Five Second Rule could sometimes be One Second Rule

Five Second Rule could sometimes be One Second Rule
Does the five second rule actually have scientific backing?

You might have heard of the five-second rule – the widely accepted notion that food dropped on the floor is safe, as long as you pick it up within five seconds.

Researchers at Rutgers University, New Brunswick, have shown it isn’t so, that bacteria can contaminate a sweet that has fallen on the floor no matter how fast you pick it up.

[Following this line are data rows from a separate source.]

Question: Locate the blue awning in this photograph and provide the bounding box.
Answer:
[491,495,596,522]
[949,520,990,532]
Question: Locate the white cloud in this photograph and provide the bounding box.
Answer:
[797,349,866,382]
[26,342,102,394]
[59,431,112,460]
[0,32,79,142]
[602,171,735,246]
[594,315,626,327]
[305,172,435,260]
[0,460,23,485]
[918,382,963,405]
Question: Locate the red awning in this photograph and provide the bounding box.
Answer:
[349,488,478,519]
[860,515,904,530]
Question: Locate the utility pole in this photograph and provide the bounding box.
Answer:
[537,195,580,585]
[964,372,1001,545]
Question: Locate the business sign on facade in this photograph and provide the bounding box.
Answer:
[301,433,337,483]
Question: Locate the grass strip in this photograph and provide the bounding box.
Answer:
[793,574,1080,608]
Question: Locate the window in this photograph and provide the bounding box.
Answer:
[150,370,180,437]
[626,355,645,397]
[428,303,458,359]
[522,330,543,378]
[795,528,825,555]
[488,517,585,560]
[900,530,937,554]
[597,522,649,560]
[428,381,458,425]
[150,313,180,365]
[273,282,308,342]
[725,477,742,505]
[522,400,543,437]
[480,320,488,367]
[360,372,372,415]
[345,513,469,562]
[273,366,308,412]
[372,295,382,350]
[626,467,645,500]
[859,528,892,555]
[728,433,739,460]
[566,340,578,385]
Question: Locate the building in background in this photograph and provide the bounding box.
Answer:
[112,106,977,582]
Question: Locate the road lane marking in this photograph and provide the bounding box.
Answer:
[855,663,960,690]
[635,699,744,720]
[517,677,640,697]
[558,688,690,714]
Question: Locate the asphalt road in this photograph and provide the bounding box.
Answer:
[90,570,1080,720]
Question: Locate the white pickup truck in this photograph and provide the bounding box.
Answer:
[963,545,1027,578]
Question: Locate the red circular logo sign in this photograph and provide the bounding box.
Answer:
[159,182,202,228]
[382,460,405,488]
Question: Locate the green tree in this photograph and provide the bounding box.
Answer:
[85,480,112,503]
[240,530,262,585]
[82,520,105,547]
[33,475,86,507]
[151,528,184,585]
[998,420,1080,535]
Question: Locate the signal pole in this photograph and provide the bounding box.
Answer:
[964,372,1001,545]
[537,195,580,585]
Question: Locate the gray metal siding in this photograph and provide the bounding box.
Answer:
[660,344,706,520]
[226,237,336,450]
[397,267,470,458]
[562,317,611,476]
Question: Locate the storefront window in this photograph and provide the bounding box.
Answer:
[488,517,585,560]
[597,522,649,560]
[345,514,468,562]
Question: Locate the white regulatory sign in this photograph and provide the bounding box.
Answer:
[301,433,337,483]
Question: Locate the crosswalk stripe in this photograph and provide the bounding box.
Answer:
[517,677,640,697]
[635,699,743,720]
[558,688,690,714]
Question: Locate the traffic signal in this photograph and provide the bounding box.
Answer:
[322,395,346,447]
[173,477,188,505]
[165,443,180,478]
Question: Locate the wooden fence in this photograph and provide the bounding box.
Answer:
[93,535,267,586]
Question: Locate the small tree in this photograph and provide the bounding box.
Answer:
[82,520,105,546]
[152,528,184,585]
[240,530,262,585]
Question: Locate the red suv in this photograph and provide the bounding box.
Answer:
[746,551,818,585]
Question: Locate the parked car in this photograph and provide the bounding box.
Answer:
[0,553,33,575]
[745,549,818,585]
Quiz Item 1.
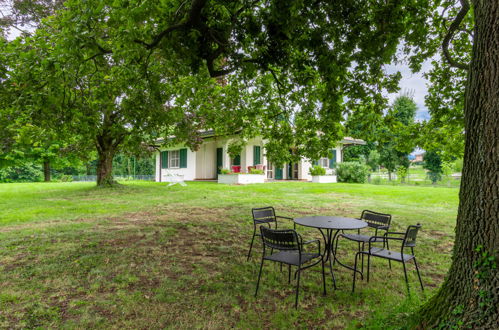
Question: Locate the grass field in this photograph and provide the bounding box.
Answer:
[0,182,458,329]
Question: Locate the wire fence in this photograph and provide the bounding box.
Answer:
[73,175,155,182]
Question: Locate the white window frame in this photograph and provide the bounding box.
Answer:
[168,150,180,168]
[319,157,329,168]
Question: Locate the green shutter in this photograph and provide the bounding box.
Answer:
[179,148,187,168]
[329,149,336,168]
[253,146,262,165]
[232,155,241,166]
[161,151,168,168]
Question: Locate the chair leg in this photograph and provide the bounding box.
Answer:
[295,266,301,309]
[414,257,424,291]
[359,242,366,273]
[367,254,371,283]
[386,240,392,269]
[402,260,411,294]
[255,256,264,297]
[322,259,326,295]
[246,227,256,261]
[352,253,360,293]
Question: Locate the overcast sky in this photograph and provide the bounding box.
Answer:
[385,62,431,121]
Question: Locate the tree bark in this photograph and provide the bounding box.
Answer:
[43,159,50,182]
[96,130,123,186]
[420,0,499,329]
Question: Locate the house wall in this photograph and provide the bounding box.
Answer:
[156,146,196,182]
[196,141,218,179]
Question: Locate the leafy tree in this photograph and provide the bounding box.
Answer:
[1,0,499,328]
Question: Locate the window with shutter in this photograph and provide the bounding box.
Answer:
[253,146,262,165]
[329,149,336,168]
[161,151,168,168]
[179,149,187,168]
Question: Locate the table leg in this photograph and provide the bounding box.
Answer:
[319,228,336,290]
[331,230,364,278]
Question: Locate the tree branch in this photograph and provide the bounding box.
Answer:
[442,0,470,70]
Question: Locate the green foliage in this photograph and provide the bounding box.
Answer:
[452,159,463,172]
[336,162,369,183]
[397,166,407,182]
[0,162,43,182]
[423,151,443,183]
[366,150,381,171]
[308,165,326,176]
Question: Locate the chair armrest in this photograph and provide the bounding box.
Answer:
[301,239,321,255]
[385,231,405,235]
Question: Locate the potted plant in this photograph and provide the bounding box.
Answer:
[309,165,336,183]
[218,168,265,184]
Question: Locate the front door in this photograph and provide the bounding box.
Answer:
[275,167,282,180]
[217,148,224,174]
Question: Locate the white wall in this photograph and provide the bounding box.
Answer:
[156,146,196,182]
[195,141,217,179]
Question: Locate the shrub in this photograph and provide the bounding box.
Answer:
[308,165,326,176]
[336,162,369,183]
[0,163,43,182]
[59,174,73,182]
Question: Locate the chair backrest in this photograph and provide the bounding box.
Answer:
[251,206,276,222]
[403,223,421,247]
[260,226,300,251]
[360,210,392,229]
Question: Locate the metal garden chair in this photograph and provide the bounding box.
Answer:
[352,223,424,292]
[334,210,392,271]
[255,226,326,308]
[247,206,296,260]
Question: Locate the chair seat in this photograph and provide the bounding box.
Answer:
[340,234,383,243]
[253,219,275,224]
[264,251,321,266]
[366,248,414,262]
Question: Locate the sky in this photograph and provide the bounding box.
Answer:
[385,62,431,121]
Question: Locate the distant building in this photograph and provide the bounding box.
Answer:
[410,152,425,163]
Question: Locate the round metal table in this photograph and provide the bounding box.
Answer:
[294,216,367,289]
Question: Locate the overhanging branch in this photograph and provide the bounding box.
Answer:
[442,0,470,70]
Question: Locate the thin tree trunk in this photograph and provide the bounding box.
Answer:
[420,1,499,329]
[43,159,50,182]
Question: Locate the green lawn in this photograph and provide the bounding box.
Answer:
[0,182,458,328]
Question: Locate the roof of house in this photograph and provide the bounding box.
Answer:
[156,130,366,146]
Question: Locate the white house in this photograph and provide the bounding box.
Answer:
[156,132,365,182]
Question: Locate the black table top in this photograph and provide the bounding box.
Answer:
[295,216,367,230]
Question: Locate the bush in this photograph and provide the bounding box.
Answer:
[308,165,326,176]
[59,174,73,182]
[0,163,43,182]
[336,162,369,183]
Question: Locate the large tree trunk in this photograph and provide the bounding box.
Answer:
[96,130,122,186]
[420,0,499,329]
[43,159,50,182]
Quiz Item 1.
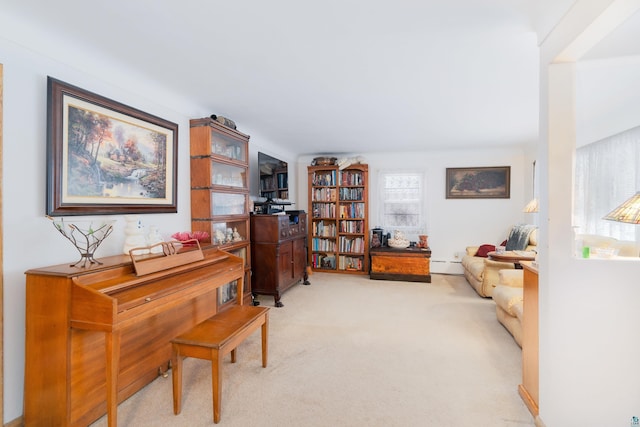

“The popular notion of the ‘five-second rule’ is that food dropped on the floor, but picked up quickly, is safe to eat because bacteria need time to transfer,” said Donald Schaffner, professor and extension specialist in food science.

“We decided to look into this because the practice is so widespread. The topic might appear ‘light’ but we wanted our results backed by solid science.”

The results showed that moisture, type of surface and contact time all contribute to cross-contamination. In some instances, the transfer begins in less than one second.

The researchers tested four surfaces – stainless steel, ceramic tile, wood and carpet – and four different foods (watermelon, bread, bread and butter, and gummy candy).

Unexpectedly, researchers found carpet has very low bacteria transfer rates compared with those of tile and stainless steel.

Also surprisingly, watermelon had the most contamination and gummy candy the least.

“Transfer of bacteria from surfaces to food appears to be affected most by moisture,” Schaffner said. “Bacteria don’t have legs, they move with the moisture, and the wetter the food, the higher the risk of transfer.

“The five-second rule is a significant oversimplification of what actually happens when bacteria transfer from a surface to food,” he added. “Bacteria can contaminate instantaneously.”